白い部屋

あなたと宇宙を泳ぐ

20年後 - パウロ・コエーリョのE-CARDSより

拙訳

20年後
2006/4/18
パウロ・コエーリョ

レオンガーデンに座り、流れる川を見ながら。
今日は3月27日だ。

私の隣には妻のクリスティーナがいて、本を読んでいる。
ヨーロッパでは春が始まり、セーターはトランクの中にしまうことが出来る。私たちは何日も車で旅を続けていて、私たちの人生を印した場所を通っていた(クリスティーナは1990年にこの聖ジェームズの道を歩いたのだ)。
私たちは先を急いではいなかったが、たった1週間で500キロの道のりを踏破できた。

ミネラルウォーター。コーヒー。

会話する人。歩く人。

コーヒーもミネラルウォーターも飲んでいる人。

それは20年前、1986年7月または8月の午後のことだ。
コーヒー、ミネラルウォーター。会話する人。歩く人。
だがこのときは、その風景はカストロヘリスに沿って広がる平原で構成されていて、私の誕生日が近づいていて、私はずいぶん前に「サン=ジャン=ピエ=ド=ポル」を出、今はコンポステーラの聖ジェームスに続く道の途中にいる。

私の歩く速度:1日20キロ。

前方の単調な景色を見る。

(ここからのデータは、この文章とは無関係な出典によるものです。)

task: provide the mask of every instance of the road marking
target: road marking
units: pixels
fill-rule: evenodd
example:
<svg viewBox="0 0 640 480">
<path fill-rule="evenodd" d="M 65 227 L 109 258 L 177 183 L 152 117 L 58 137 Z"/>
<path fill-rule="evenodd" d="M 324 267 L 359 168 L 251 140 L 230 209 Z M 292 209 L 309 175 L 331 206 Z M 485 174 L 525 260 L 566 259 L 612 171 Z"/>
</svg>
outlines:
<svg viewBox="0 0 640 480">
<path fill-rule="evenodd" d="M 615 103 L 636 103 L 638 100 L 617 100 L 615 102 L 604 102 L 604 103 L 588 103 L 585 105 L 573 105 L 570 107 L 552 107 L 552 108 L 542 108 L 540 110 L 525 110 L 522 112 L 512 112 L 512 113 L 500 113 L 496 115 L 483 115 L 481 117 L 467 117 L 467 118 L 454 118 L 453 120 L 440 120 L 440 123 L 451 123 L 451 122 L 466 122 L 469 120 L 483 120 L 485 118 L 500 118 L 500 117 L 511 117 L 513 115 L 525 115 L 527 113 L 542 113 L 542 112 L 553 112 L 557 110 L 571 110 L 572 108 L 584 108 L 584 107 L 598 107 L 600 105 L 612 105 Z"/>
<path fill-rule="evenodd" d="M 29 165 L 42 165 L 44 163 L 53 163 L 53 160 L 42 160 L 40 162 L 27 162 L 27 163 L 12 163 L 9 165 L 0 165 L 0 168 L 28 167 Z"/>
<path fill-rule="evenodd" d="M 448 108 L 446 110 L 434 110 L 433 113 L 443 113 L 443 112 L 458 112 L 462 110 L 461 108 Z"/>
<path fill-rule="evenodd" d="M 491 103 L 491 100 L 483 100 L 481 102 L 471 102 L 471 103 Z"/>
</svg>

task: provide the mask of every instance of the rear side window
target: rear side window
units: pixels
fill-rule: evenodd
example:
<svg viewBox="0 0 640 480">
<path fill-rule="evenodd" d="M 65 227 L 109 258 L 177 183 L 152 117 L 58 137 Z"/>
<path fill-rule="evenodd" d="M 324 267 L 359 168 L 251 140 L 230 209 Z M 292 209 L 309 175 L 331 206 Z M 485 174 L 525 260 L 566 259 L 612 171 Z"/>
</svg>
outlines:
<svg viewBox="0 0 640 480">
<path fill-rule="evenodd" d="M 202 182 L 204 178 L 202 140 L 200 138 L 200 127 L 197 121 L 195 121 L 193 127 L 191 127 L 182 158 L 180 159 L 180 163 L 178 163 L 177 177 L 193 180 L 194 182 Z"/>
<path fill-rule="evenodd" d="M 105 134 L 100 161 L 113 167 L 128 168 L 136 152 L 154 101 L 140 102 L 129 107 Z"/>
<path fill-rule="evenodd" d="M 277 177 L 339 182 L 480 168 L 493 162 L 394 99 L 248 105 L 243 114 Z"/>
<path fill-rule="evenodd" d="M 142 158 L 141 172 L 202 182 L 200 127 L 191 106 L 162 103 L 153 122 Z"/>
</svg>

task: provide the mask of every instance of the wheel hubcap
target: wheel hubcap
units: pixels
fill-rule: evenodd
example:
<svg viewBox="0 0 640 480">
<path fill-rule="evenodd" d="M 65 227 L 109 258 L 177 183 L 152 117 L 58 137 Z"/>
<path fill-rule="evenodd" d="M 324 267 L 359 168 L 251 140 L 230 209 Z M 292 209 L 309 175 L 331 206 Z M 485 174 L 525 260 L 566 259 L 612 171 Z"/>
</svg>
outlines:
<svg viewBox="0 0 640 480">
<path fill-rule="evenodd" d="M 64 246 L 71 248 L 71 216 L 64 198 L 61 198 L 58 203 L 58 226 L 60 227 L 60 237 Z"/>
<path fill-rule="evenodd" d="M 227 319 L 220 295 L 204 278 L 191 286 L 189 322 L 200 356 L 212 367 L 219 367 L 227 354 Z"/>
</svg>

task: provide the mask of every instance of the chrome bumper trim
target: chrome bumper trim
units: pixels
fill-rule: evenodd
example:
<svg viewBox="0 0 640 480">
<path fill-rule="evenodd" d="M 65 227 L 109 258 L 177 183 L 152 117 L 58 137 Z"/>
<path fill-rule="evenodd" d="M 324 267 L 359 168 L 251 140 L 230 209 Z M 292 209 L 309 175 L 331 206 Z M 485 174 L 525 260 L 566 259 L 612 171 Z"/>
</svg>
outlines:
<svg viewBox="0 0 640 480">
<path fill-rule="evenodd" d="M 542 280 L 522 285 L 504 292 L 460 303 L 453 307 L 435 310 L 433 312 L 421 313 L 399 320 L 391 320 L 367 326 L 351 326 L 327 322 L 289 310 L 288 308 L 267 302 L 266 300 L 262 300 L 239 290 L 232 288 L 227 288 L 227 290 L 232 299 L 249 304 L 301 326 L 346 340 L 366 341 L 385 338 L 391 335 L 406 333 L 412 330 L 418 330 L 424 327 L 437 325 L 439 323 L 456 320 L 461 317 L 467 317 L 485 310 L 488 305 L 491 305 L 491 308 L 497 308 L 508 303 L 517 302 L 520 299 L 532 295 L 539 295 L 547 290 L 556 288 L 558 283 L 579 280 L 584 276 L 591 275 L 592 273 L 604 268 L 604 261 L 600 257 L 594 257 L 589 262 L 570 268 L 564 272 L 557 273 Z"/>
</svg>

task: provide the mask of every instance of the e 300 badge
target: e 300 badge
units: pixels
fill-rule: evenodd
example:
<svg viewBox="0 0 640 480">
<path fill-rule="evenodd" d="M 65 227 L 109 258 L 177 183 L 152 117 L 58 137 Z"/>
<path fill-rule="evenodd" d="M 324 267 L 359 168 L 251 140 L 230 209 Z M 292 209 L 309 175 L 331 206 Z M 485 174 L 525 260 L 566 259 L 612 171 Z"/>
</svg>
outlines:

どこからともなく現れたバーのそばで、ガイドもコーヒーを飲んでいる。
後方を振り返り、同じ単調な景色を見る。唯一違うのは、地面の埃に私の足跡があるところだ。
これは一時的なものだ。夜が訪れる前に、風がその足跡を消し去るだろうから。

全てが現実でないように思える。

私はここで何をしているのだ?たくさんの週が過ぎた後でもこの疑問は私について回る。

私は剣を探している。ラム教団(カトリックの小さな結社)で教わった儀式を達成しようとしているのだ。それは、世界の象徴的な言語を理解しようとする以外の秘密や神秘を持っていない。
私は考え始めていた。
私は騙されてきた。霊的な探求は意味をなさず、理論もない。おそらく、ブラジルに戻って、いつもやってきたことをやるのが最善なのかもしれない。

私はこの探求での自分の誠意を疑う。
なぜならその探求は、決して自らを明らかにしない神を見つけるために過大な作業を課すから。正しい時間に祈らなければならないから。奇妙な道を歩かなくてはならないから。修行を受けなくてはならないから。私には不合理に思える命令を受け入れる必要があるから。

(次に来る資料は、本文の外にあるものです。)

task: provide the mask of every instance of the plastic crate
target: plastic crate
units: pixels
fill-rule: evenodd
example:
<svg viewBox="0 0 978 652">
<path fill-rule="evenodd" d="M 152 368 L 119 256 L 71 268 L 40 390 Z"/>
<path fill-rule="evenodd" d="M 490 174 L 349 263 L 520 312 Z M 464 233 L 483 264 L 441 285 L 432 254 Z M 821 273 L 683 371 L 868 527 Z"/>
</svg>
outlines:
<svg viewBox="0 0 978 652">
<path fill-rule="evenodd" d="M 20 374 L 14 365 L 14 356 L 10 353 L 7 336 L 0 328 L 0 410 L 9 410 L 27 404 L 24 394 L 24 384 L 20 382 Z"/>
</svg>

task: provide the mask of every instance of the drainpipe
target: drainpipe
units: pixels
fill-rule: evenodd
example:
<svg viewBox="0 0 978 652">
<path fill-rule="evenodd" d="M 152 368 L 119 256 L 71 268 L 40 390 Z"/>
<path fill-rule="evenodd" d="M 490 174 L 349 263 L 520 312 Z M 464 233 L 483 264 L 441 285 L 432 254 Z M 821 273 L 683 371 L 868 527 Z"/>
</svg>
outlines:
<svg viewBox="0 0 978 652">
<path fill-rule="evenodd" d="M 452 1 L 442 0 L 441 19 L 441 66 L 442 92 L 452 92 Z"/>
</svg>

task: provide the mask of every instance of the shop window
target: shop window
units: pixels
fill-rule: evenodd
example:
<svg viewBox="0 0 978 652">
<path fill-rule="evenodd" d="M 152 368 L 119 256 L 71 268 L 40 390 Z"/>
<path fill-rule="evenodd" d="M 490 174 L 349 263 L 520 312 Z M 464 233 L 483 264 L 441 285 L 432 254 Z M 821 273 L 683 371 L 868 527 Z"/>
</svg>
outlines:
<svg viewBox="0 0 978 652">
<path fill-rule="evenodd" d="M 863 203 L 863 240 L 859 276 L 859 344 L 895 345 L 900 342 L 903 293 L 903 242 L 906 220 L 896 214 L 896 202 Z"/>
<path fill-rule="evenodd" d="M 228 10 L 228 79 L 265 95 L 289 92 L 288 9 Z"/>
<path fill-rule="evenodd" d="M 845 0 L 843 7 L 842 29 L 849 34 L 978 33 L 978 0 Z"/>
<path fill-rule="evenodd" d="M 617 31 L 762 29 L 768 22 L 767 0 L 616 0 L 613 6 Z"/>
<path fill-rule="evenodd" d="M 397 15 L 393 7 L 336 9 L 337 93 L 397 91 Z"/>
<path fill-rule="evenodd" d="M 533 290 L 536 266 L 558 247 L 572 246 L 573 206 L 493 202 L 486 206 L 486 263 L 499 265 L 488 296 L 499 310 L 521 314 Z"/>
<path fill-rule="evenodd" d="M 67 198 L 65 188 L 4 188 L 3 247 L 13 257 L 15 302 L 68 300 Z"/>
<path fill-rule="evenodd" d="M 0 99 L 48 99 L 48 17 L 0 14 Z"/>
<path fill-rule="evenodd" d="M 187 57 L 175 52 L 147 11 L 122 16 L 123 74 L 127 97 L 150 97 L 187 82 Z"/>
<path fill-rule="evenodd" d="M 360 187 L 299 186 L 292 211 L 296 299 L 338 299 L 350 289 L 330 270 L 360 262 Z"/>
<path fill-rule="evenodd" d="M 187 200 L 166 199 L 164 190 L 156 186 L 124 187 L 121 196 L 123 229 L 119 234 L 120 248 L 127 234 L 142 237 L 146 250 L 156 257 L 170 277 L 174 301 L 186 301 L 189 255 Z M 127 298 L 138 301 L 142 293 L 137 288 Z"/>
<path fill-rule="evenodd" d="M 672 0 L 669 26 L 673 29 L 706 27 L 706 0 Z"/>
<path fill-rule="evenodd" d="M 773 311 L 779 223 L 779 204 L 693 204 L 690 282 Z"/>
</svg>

それはこういうことだ。:つまり、私は自分の誠意を疑う。
道はあらゆる人のため、普通の人のためにある(それは私にとって本当にがっかりする考えだった)、とその頃いつもペトラスは言っていた。
私は考えていた。宇宙の原型に近づいたわずかな幸福な人の中に、私がしてきたあらゆる作業がユニークな場所を授けてくれるはずだと。
私は考えていた。チベットの賢者の秘密の政府に関するあらゆる話、以前は魅力さえ存在しなかった場所に愛を目覚めさせる力のある魔法のポーションの話や、天国の門が突然ひとりでに開く儀式の話、それらの話が真実だったということを最後に発見するだろうと。

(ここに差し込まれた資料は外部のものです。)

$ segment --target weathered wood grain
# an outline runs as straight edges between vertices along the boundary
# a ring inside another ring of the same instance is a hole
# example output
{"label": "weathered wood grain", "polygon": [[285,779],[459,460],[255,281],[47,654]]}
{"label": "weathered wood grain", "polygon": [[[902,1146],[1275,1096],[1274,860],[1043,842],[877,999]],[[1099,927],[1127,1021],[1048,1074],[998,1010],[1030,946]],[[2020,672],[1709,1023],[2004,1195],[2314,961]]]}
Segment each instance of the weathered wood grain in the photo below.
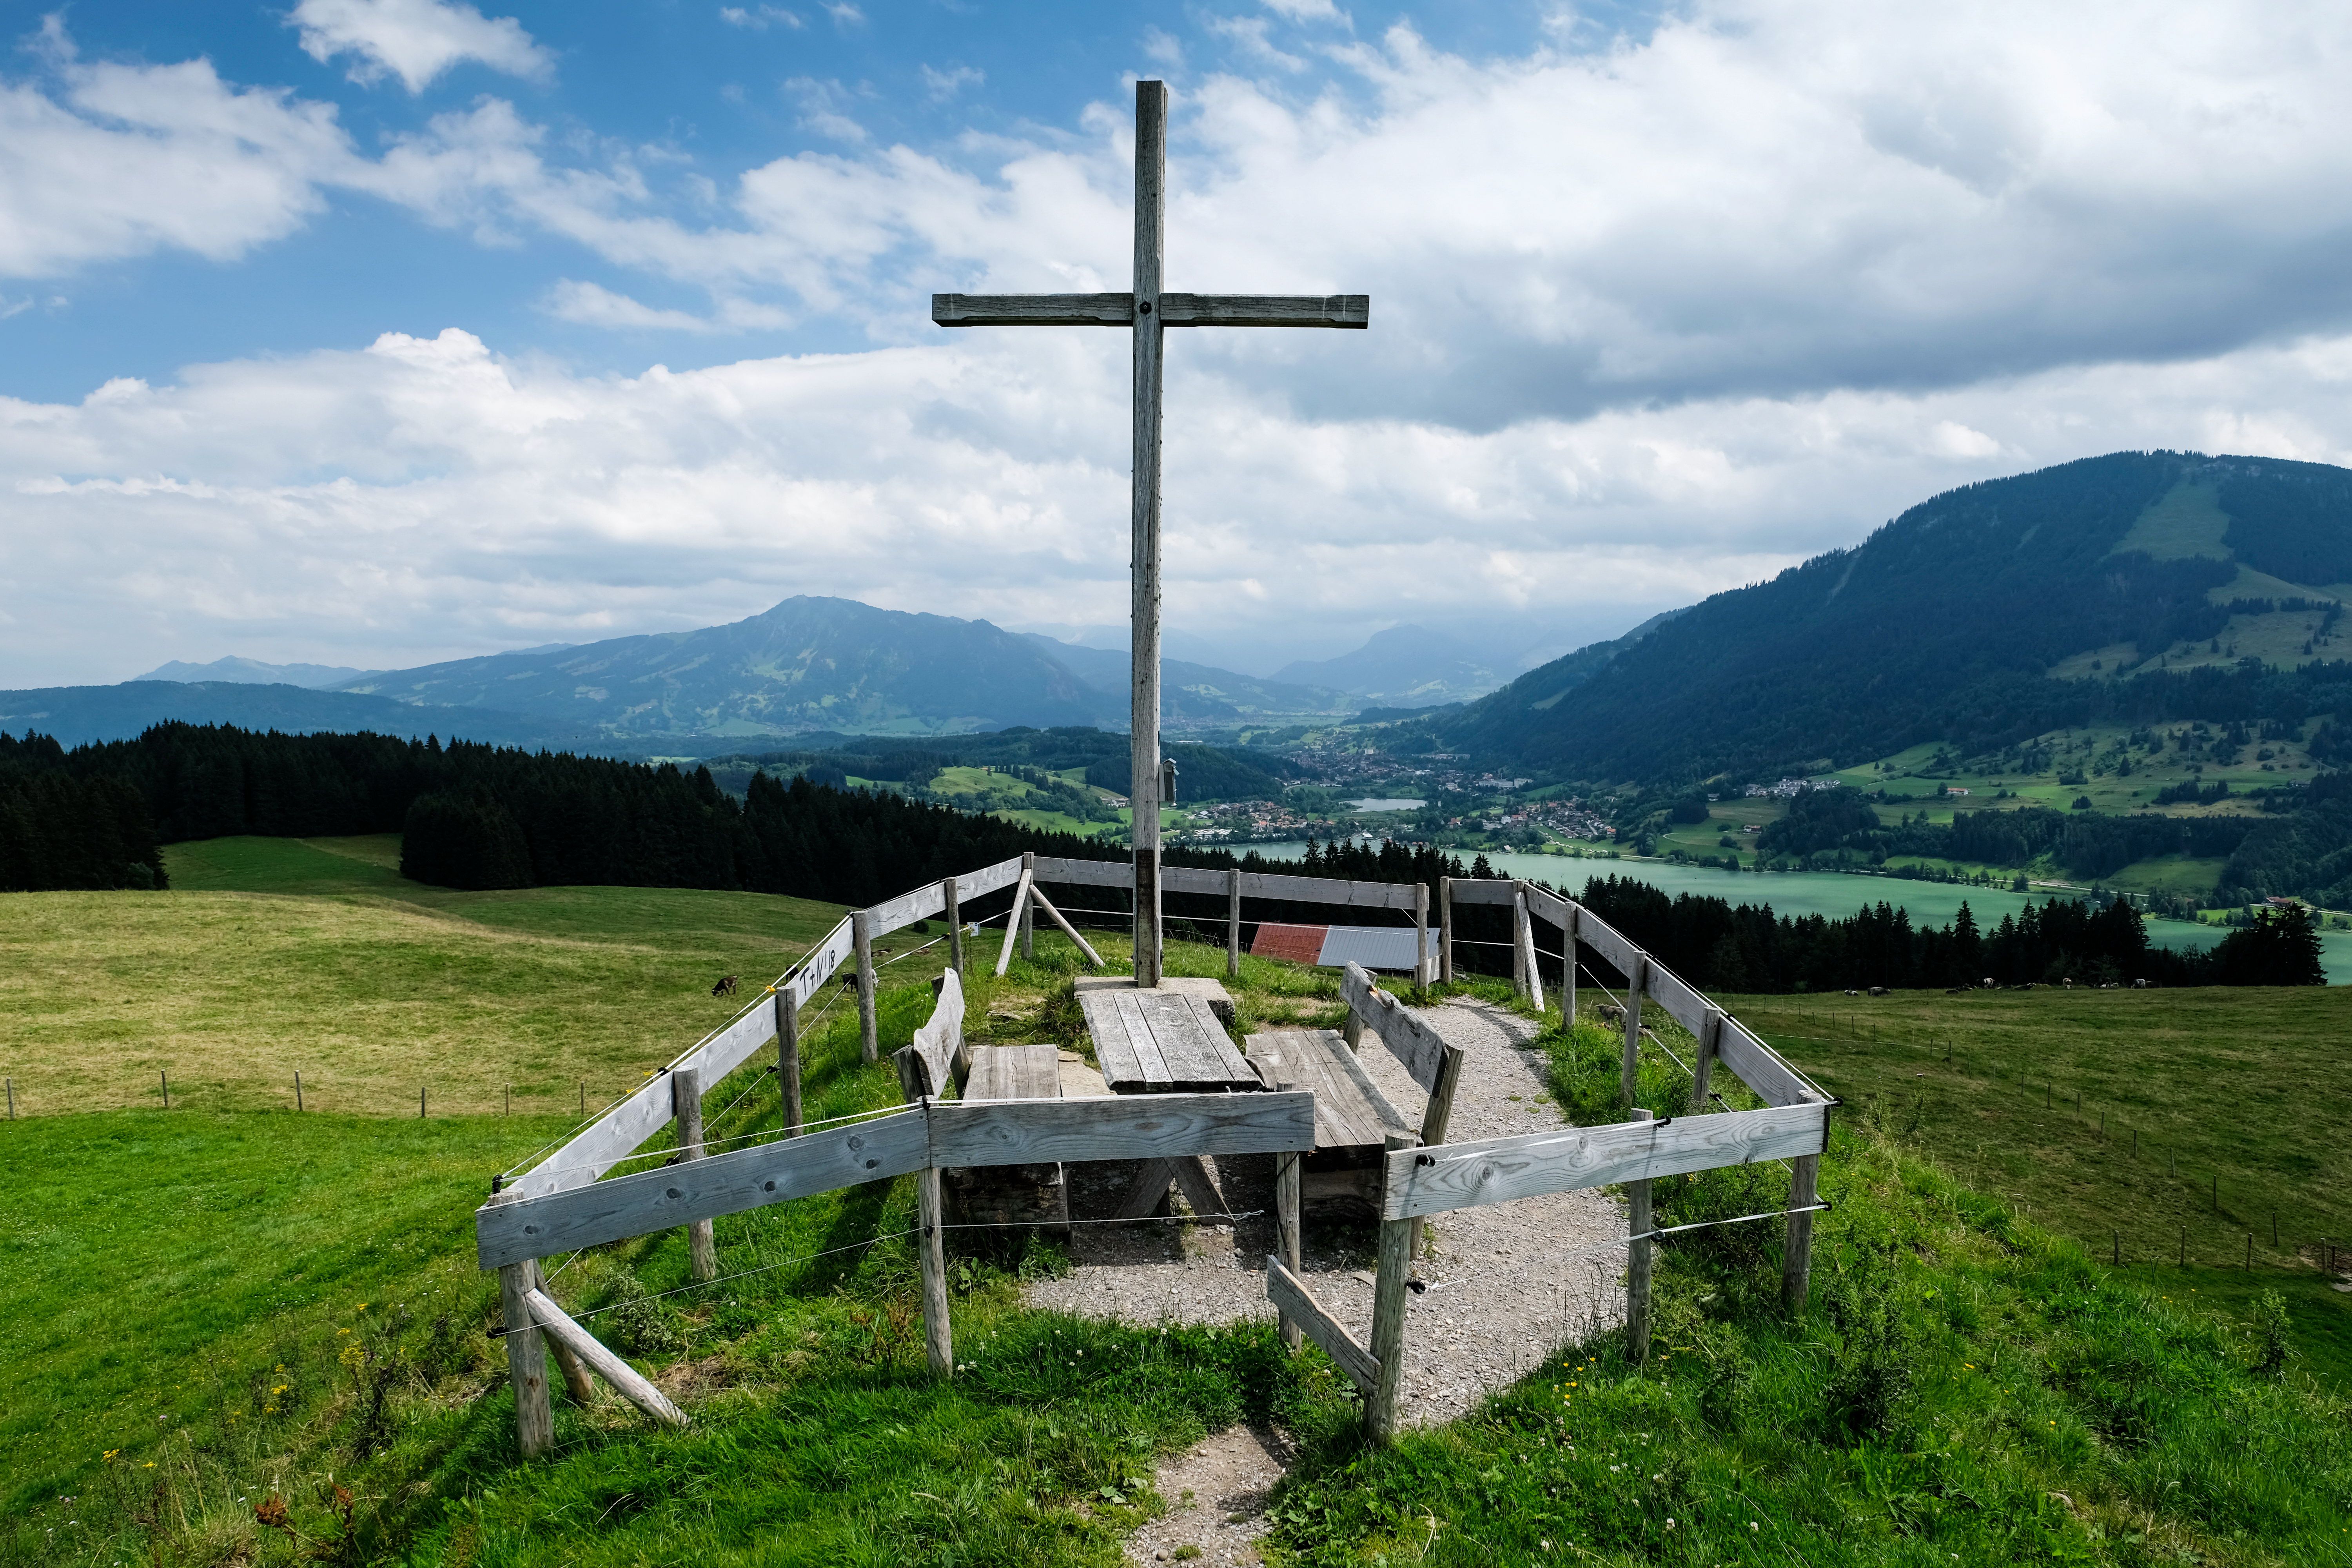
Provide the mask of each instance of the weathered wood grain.
{"label": "weathered wood grain", "polygon": [[1365,1075],[1353,1051],[1328,1029],[1269,1029],[1249,1037],[1252,1060],[1278,1064],[1273,1071],[1292,1087],[1315,1096],[1315,1148],[1377,1149],[1405,1119]]}
{"label": "weathered wood grain", "polygon": [[1306,1282],[1292,1273],[1280,1258],[1265,1255],[1265,1299],[1282,1314],[1286,1327],[1294,1328],[1313,1340],[1325,1355],[1331,1358],[1348,1381],[1370,1394],[1380,1381],[1380,1363],[1372,1352],[1356,1342],[1329,1308],[1315,1299],[1315,1292]]}
{"label": "weathered wood grain", "polygon": [[1054,900],[1047,898],[1045,896],[1045,890],[1043,888],[1038,887],[1034,882],[1032,882],[1029,885],[1029,901],[1035,904],[1039,909],[1045,910],[1045,913],[1051,917],[1053,922],[1062,928],[1062,934],[1064,936],[1068,937],[1072,942],[1078,944],[1078,951],[1087,955],[1087,968],[1100,969],[1103,966],[1102,954],[1095,951],[1094,943],[1088,942],[1085,937],[1080,936],[1078,934],[1078,928],[1062,918],[1062,911],[1054,907]]}
{"label": "weathered wood grain", "polygon": [[849,936],[857,953],[857,1056],[870,1065],[882,1054],[881,1016],[877,1011],[881,978],[874,973],[874,922],[864,910],[851,913]]}
{"label": "weathered wood grain", "polygon": [[[702,1147],[702,1075],[679,1068],[669,1075],[670,1102],[677,1111],[677,1158],[699,1160]],[[686,1226],[687,1268],[698,1280],[719,1278],[719,1241],[707,1219],[688,1220]]]}
{"label": "weathered wood grain", "polygon": [[1339,327],[1372,324],[1369,294],[1174,294],[1160,296],[1171,327]]}
{"label": "weathered wood grain", "polygon": [[1135,321],[1135,296],[934,294],[931,320],[942,327],[1124,327]]}
{"label": "weathered wood grain", "polygon": [[[1444,1214],[1546,1193],[1819,1154],[1828,1137],[1827,1106],[1794,1105],[1449,1143],[1389,1157],[1381,1212],[1391,1219]],[[1419,1163],[1423,1156],[1429,1163]]]}
{"label": "weathered wood grain", "polygon": [[[1389,1135],[1386,1158],[1410,1167],[1415,1140],[1410,1132]],[[1404,1384],[1404,1293],[1412,1272],[1411,1220],[1381,1221],[1381,1260],[1372,1275],[1372,1384],[1364,1394],[1364,1432],[1375,1443],[1396,1436],[1397,1392]]]}
{"label": "weathered wood grain", "polygon": [[1160,984],[1160,269],[1168,250],[1168,85],[1135,84],[1134,442],[1128,464],[1128,843],[1135,862],[1135,983]]}
{"label": "weathered wood grain", "polygon": [[[1165,875],[1176,876],[1180,868],[1170,867]],[[1135,863],[1131,860],[1073,860],[1060,855],[1037,857],[1037,880],[1058,883],[1073,888],[1132,888],[1135,886]]]}
{"label": "weathered wood grain", "polygon": [[[663,1089],[667,1092],[668,1086]],[[741,1214],[787,1198],[884,1181],[930,1163],[928,1144],[922,1111],[908,1110],[714,1154],[690,1165],[526,1196],[475,1211],[475,1251],[483,1268],[496,1268],[667,1230],[690,1220]]]}
{"label": "weathered wood grain", "polygon": [[1780,1054],[1748,1031],[1745,1024],[1727,1017],[1715,1037],[1716,1058],[1740,1082],[1770,1105],[1802,1105],[1815,1098],[1811,1085]]}
{"label": "weathered wood grain", "polygon": [[1339,994],[1356,1016],[1378,1035],[1389,1054],[1402,1063],[1423,1094],[1437,1087],[1437,1071],[1445,1060],[1445,1042],[1420,1015],[1381,990],[1361,965],[1350,963],[1339,976]]}
{"label": "weathered wood grain", "polygon": [[955,1330],[948,1317],[947,1214],[938,1166],[915,1173],[915,1209],[922,1226],[915,1239],[923,1276],[923,1352],[931,1374],[948,1377],[955,1372]]}
{"label": "weathered wood grain", "polygon": [[1457,904],[1508,904],[1518,896],[1518,884],[1499,878],[1456,877],[1454,879],[1454,901]]}
{"label": "weathered wood grain", "polygon": [[531,1318],[547,1336],[578,1356],[589,1370],[612,1384],[614,1393],[665,1426],[687,1425],[685,1411],[672,1405],[669,1396],[647,1382],[635,1367],[605,1349],[604,1342],[595,1335],[572,1321],[571,1314],[557,1306],[553,1297],[544,1290],[533,1290],[523,1300]]}
{"label": "weathered wood grain", "polygon": [[971,1053],[963,1103],[988,1100],[1058,1100],[1060,1052],[1050,1045],[982,1046]]}
{"label": "weathered wood grain", "polygon": [[[1654,1113],[1633,1108],[1638,1124]],[[1625,1252],[1625,1359],[1635,1366],[1650,1359],[1650,1264],[1656,1243],[1649,1239],[1650,1178],[1625,1184],[1625,1234],[1633,1237]]]}
{"label": "weathered wood grain", "polygon": [[1013,967],[1013,944],[1021,940],[1021,918],[1029,911],[1029,889],[1034,886],[1028,868],[1024,867],[1020,885],[1013,890],[1013,908],[1004,916],[1004,945],[996,954],[999,974]]}
{"label": "weathered wood grain", "polygon": [[1361,910],[1411,910],[1413,882],[1350,882],[1338,878],[1285,877],[1265,871],[1242,873],[1242,893],[1252,899],[1290,899]]}
{"label": "weathered wood grain", "polygon": [[1094,1095],[930,1108],[930,1163],[938,1165],[1275,1154],[1314,1143],[1311,1094]]}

だが、ペトラスが私に言っていたことは正反対だ。:「選ばれし者」などいない、と。
「私はここで何をしているのだ?」と自問する代わりに、心に熱意を目覚めさせることをすることを選べば、皆が選ばれたことになる。天国の門は熱意を持って仕事をする中で見つかる。
それが、愛が変容し、神により近い所に私たちを案内するやり方なのだ。

私たちを聖霊と繋ぐのは、数百数千の古典的な文書でなく熱意なのだ。奇跡が起きるのを可能にするのは、「秘密の儀式」や「秘伝の慣習」でなく、人生は奇跡であるという信念なのだ。
要するに、人生の神秘を明かそうとする理論ではなく、運命に従うという人間としての決意こそが彼を人間にさせるのだ。

そして私はここにいる。コンポステーラの聖ジェームスに続く道の途中だ。事が彼の言うように単純であるなら、この無意味な冒険を、なぜ私はしているのだろう?